Gadient Brigitta M. · Nationalrat · 2000-06-08
Gadient Brigitta M. · Nationalrat · Graubünden · Fraktion der Schweizerischen Volkspartei · 2000-06-08
Wortprotokoll
Ich möchte mich in der mir zur Verfügung stehenden Zeit auf ein Thema konzentrieren, das aus der Sicht des Finanzplatzes Schweiz von besonderer Bedeutung ist und auch die Subkommission Wirtschaft und Finanz Ihrer GPK stark beschäftigt hat und weiter beschäftigen wird: Es handelt sich um die Geldwäscherei; in diesem Zusammenhang vorab um die Kontrollstelle für die Bekämpfung der Geldwäscherei.
Am 31. März 2000 ist die gesetzliche, d. h. nicht erstreckbare Übergangsfrist für den Aufbau von Selbstregulierungsorganisationen (SRO) und für Gesuche um Direktunterstellung abgelaufen. Ende April waren zwölf SRO anerkannt, verschiedene Auflagen an diese waren aber zum Teil umstritten. Etwa 450 Gesuche um Direktunterstellung waren zum grossen Teil immer noch hängig, da sie wegen völligen Ungenügens - sowohl in formeller wie in materieller Hinsicht - gar nicht behandelbar waren. Zudem gibt es zahlreiche Auskunftsbegehren nationaler und internationaler Stellen, Informationspflichten, das Führen einer Datenbank usw.

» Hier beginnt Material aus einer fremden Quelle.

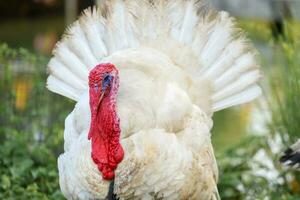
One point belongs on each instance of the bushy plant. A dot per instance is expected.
(31, 137)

Nun verfügt die Kontrollstelle aber zurzeit lediglich über 6,5 besetzte Stellen. Was das bedeutet, brauche ich hier nicht auszuführen. Die durchschnittliche Behandlungsdauer eines Dossiers beträgt sechs bis acht Monate, eine laufende und gründliche Kontrolle ist kaum möglich. Auch die mit dem Gesetz angestrebte präventive Wirkung ist damit ohne Zweifel infrage gestellt. Es ist nicht zu übersehen, dass eine gesetzestreue und zeitgerechte Erledigung des Auftrages so nicht möglich ist.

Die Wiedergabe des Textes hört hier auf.